Le sabbat, temps de rencontre

Nous l’avons compris, l’un des thèmes les plus pertinents des enseignements bibliques est celui du sabbat. Le lecteur est invité à entrer dans ce « sanctuaire dans le temps » pour se retrouver dans un face-à-face vital et salutaire. Le sabbat est un lieu de rencontre privilégié entre Dieu et tout membre de l’alliance.

Il y a dans ce retour permanent vers le sabbat un retour régulier, ontologique vers les origines de l’humanité. Le sabbat, lorsqu’il est vécu dans la détente et l’adoration, lorsqu’il signifie jour de salut et d’espérance, est un retour aux sources. C’est le regard du croyant sur son identité universelle, sur son présent et surtout sur son avenir. Le sabbat étant le seul jour à porter le label de la création, donc du créateur, vient confirmer la présence divine dans l’Histoire de l’humanité.

Dans ce sens le sabbat devient le jour du culte communautaire par excellence. Un culte qui fait plus que rassembler des individus ayant en commun la foi l’espérance et l’amour. Il est question plutôt d’entrer dans le jour du sabbat comme on entre dans un temple, dans une église, dans un lieu saint pour offrir une adoration à celui qui a fait le ciel, la terre, la mer et les sources d’eau. Ici, la parole théophanique rencontre une parole prophétique porteuse de l’évangile éternel[8]. Aussi, ce culte doit revêtir des aspects théologiques majeurs. Le sabbat est en lui-même un jour béni et sanctifié, jour qui dit que Dieu est créateur. Tout culte qui s’y inscrit devrait normalement exalter le créateur.

En tant que jour de culte, le sabbat devient le jour du témoignage, celui relatif à la rédemption. Le sabbat dit que le créateur n’a pas oublié ses enfants puis qu’il est jour du souvenir, jour de rappel de l’alliance. Tous ceux qui entrent sereinement dans ce temps d’adoration entrent également dans l’espace du salut puisque Dieu est le Seigneur de la vie. S’il est jour de rédemption, le sabbat devient l’occasion où l’individu prend conscience que Dieu est un Dieu qui pardonne. Il guérit du péché et de ses conséquences. Le sabbat est le jour où le croyant reçoit d’autres bontés de la part du Seigneur. Il n’est pas livré à lui-même. Il n’est pas enfermé, comme nous l’avons vu plus haut, dans une hiérarchisation des valeurs sociales, professionnelles, économiques. Parce que jour de rédemption, le sabbat libère de toute forme de servitude, d’écrasement, de concurrence, de rivalité.

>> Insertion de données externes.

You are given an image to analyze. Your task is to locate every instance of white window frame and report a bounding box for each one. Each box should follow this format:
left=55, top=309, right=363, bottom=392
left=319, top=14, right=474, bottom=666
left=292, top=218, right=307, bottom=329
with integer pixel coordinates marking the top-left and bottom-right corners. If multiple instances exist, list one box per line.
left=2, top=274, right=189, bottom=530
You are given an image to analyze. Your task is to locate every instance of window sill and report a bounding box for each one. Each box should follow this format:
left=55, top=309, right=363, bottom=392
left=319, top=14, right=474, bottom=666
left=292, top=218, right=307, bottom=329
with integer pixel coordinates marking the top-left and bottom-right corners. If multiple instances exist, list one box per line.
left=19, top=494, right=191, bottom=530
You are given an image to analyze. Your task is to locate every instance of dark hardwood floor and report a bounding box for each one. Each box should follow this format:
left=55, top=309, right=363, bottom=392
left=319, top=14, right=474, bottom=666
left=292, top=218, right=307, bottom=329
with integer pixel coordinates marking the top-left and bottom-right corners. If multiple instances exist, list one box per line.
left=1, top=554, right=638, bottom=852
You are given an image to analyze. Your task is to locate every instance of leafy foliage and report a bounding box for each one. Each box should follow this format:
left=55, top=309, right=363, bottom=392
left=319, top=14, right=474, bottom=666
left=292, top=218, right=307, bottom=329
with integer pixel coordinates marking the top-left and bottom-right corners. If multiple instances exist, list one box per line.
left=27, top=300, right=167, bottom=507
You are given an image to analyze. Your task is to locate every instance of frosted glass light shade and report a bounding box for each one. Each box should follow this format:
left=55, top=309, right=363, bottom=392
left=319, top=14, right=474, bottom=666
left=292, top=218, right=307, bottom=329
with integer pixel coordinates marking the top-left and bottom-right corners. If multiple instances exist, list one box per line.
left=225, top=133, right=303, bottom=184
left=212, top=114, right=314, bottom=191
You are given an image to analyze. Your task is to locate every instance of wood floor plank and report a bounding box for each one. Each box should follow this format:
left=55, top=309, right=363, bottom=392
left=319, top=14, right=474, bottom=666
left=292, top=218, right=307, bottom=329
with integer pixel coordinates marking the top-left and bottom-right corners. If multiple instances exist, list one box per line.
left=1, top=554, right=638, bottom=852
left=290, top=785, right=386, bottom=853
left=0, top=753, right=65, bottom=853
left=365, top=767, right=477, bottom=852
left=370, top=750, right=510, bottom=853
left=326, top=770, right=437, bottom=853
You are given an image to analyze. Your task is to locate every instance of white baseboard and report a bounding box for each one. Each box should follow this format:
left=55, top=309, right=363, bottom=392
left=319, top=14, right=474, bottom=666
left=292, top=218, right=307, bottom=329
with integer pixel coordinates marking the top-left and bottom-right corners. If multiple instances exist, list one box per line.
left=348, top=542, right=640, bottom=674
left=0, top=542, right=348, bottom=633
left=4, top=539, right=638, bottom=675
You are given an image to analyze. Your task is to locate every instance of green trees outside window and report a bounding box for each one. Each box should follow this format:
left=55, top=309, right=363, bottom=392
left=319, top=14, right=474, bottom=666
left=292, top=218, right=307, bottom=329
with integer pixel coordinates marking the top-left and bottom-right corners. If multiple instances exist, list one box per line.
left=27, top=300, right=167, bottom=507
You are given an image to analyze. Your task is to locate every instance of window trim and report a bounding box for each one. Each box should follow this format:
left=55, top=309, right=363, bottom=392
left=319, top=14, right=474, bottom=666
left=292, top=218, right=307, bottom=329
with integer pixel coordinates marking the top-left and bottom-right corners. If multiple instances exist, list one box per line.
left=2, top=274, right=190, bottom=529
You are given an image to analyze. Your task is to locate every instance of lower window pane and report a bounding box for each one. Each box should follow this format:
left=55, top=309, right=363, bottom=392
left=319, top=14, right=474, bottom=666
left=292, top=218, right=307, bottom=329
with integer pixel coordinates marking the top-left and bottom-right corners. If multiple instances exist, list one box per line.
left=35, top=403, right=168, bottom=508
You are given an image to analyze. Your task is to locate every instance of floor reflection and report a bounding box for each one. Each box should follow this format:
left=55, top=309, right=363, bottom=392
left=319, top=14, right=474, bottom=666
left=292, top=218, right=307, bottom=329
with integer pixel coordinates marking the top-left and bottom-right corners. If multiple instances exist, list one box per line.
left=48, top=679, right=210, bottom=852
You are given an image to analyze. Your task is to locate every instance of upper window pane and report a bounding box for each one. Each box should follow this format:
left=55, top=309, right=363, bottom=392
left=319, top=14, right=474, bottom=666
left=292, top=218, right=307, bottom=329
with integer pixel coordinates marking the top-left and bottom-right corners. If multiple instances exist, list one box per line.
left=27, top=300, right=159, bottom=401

Finalement, le sabbat est le temps de rencontre par excellence parce qu’il est porteur d’espérance. En entrant dans cet espace-temps qu’est le sabbat, le croyant entre dans le repos du Seigneur, un repos qui l’amène à considérer toutes les promesses de Dieu, les promesses qui orientent le cœur et les yeux vers un monde nouveau, un monde où la paix et la joie, la justice et l’harmonie règneront pour le bien de la créature de Dieu.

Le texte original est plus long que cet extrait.